To boost long-term growth, the OECD suggests that, “Further reforms to inject dynamism in labour and product markets [read: attack labour laws and workers’ rights], combined with re-designed intellectual property right policies, will be needed to sustain innovation, productivity and employment.” The OECD report quickly adds, however, that, “Such policies could put further pressure on earnings inequality however.”

Meanwhile, other long term projections only reinforce the message that inequality – already growing over the past few decades – is set to rise further in the years ahead. What productivity gains there may be from new innovation and technology will, under capitalism, accrue far more quickly to the owners of capital than to workers. Growing profits at one pole will be accompanied by growing unemployment at the other, as machines displace labour and even middle-class jobs come under threat from automation. As The Economist reports:

“In the early part of the Industrial Revolution the rewards of increasing productivity went disproportionately to capital; later on, labour reaped most of the benefits. The pattern today is similar. The prosperity unleashed by the digital revolution has gone overwhelmingly to the owners of capital and the highest-skilled workers. Over the past three decades, labour’s share of output has shrunk globally from 64% to 59%. Meanwhile, the share of income going to the top 1% in America has risen from around 9% in the 1970s to 22% today.”

And again:

“...some now fear that a new era of automation enabled by ever more powerful and capable computers could work out differently. They start from the observation that, across the rich world, all is far from well in the world of work. The essence of what they see as a work crisis is that in rich countries the wages of the typical worker, adjusted for cost of living, are stagnant.
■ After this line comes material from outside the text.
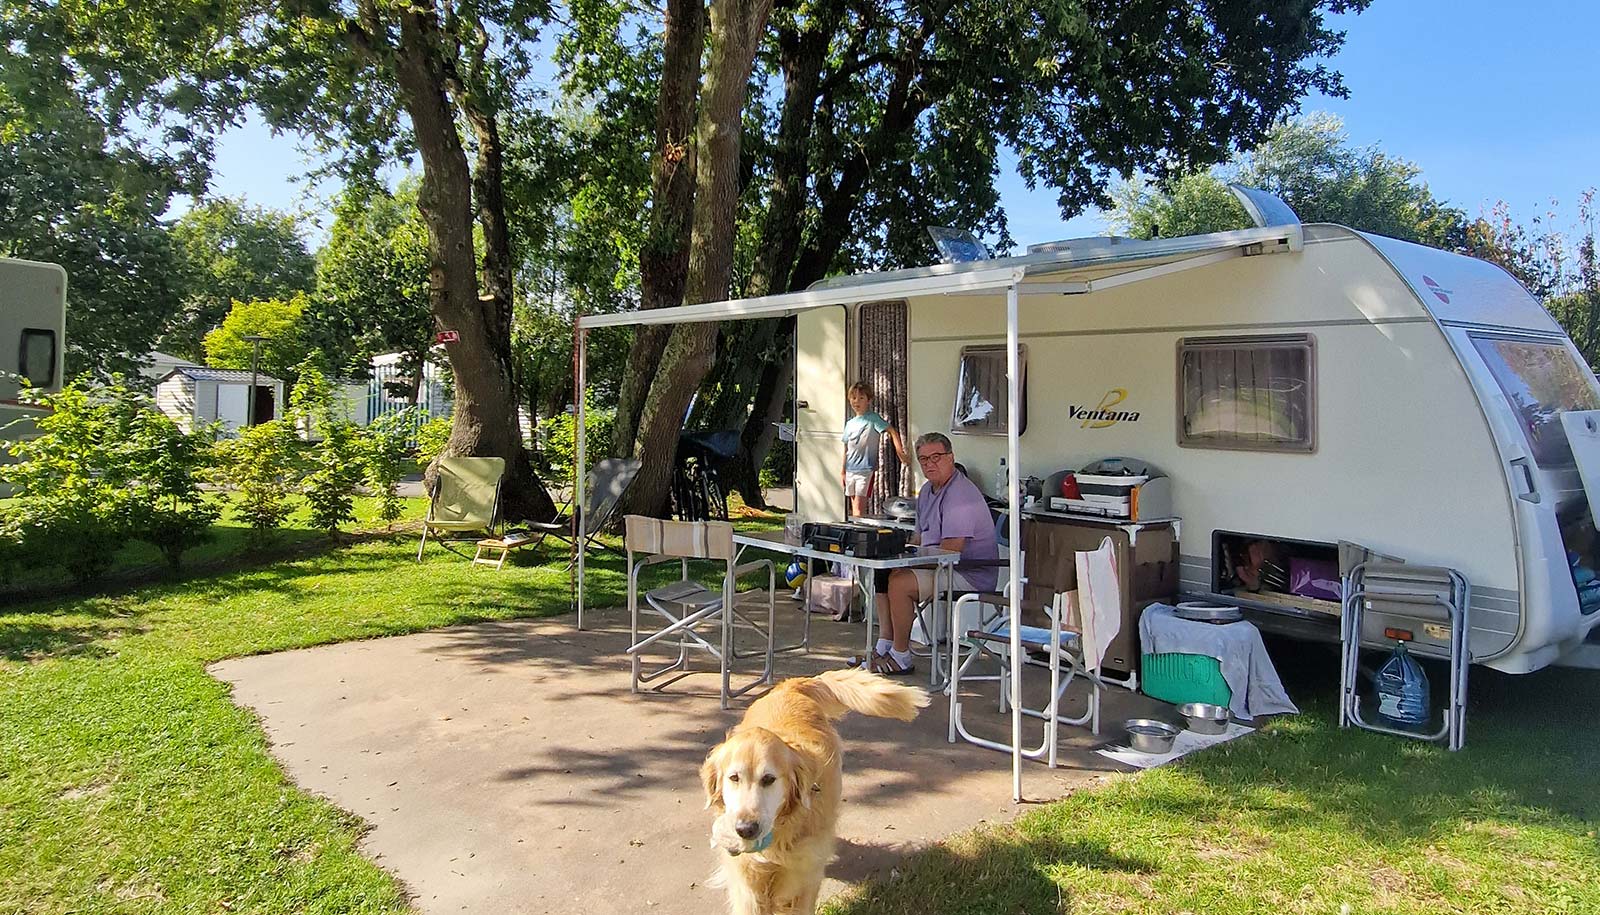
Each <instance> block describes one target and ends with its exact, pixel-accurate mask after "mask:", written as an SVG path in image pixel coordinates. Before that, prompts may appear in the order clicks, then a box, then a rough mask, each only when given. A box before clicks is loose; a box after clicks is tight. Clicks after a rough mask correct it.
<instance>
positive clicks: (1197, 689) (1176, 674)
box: [1139, 653, 1234, 705]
In America the real wage has hardly budged over the past four decades. Even in places like Britain and Germany, where employment is touching new highs, wages have been flat for a decade. Recent research suggests that this is because substituting capital for labour through automation is increasingly attractive; as a result owners of capital have captured ever more of the world’s income since the 1980s, while the share going to labour has fallen...

“...technical change is increasingly taking the form of ‘capital that effectively substitutes for labour’. There may be a lot more for such capital to do in the near future. A 2013 paper by Carl Benedikt Frey and Michael Osborne, of the University of Oxford, argued that jobs are at high risk of being automated in 47% of the occupational categories into which work is customarily sorted. That includes accountancy, legal work, technical writing and a lot of other white-collar occupations.”

All of this is a recipe for an intensification of the class struggle, as the needs of capital come into conflict with the needs of workers and youth to maintain their living standards. The future will be one not only of crisis, stagnation, and decline on the economic place, but of mass movements, struggles, and revolutions also. Everything that the ruling class does to restore economic stability will only further destabilise the social and political order, and vice-versa.

This is the new normality facing society: a future of instability at all levels – economically, socially, and politically. The relative stability in the economy at the present time will only be a prelude to another – higher – phase of the crisis of capitalism; a calm before the tumultuous storms that lie ahead.

We are living in turbulent times – times, when, in the absence of a clear understanding, it is easy to be blow hither and thither by events. But with the compass of Marxism to guide us, we will not be taken by surprise, but will steer a steady course as we fight for the socialist transformation of society. We invite our readers to join us in this fight.